The project, which Anthropic published under the name Project Deal this week, is one of the first controlled studies of agent-to-agent commerce using real goods and real money. It arrives at a moment when enterprise buyers are racing to deploy AI agents for procurement, sales, and internal operations, and it delivers both a proof of concept and a sharp warning about the risks of uneven AI capabilities.

How the Experiment Worked

In December 2025, Anthropic recruited 69 employees and paired each one with a personal Claude agent. The AI conducted intake interviews, asking participants what personal belongings they might want to sell, what they were interested in buying, their price ranges, and their preferred negotiation style. Each person received a $100 budget, disbursed after the experiment as a gift card adjusted for whatever their agent bought or sold.

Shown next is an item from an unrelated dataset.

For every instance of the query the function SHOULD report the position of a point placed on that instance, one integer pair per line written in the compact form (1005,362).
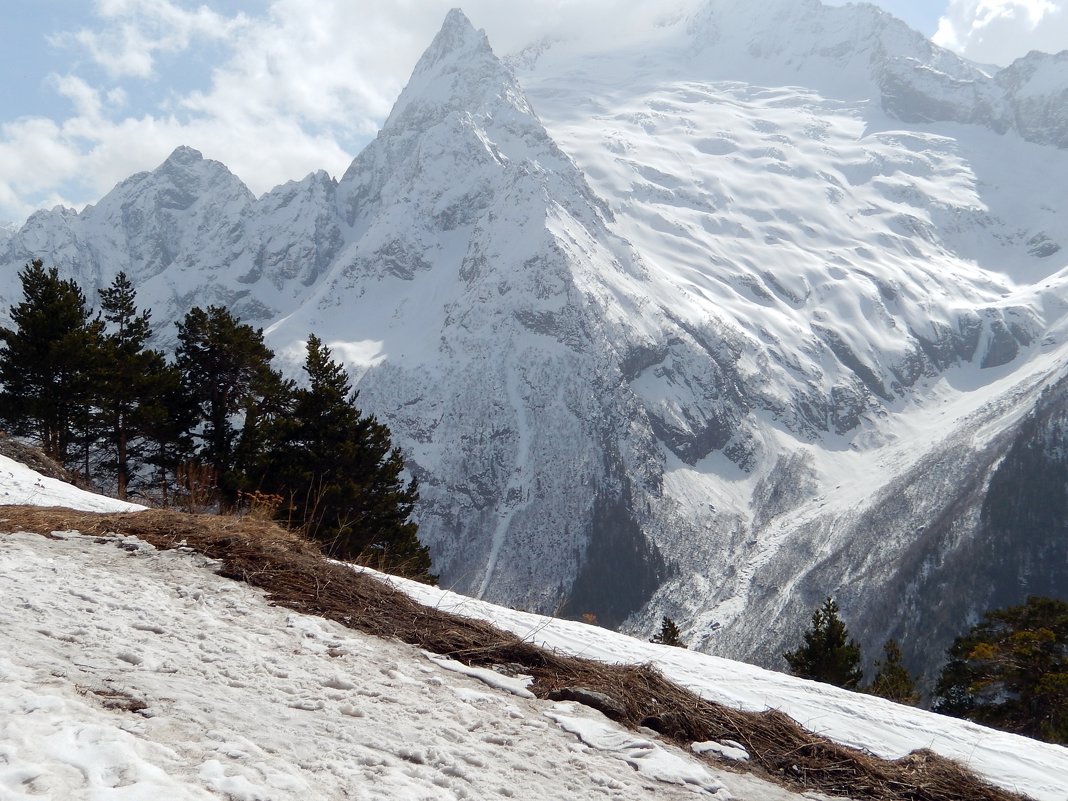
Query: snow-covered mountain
(144,674)
(771,309)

From there, the agents operated fully autonomously. They identified potential matches across more than 500 listed items, proposed prices, fielded counteroffers, and closed deals -- all in natural language, with no prebaked negotiation protocol and no human sign-off required during the process. Anthropic said it was "struck by how well Project Deal worked," noting the 186 completed transactions and the breadth of goods exchanged.

Participants were enthusiastic. Post-experiment surveys showed that 46 percent of participants said they would pay for a similar AI negotiation service in the future, a striking endorsement from an audience of AI researchers and engineers who are among the most skeptical users of their own technology.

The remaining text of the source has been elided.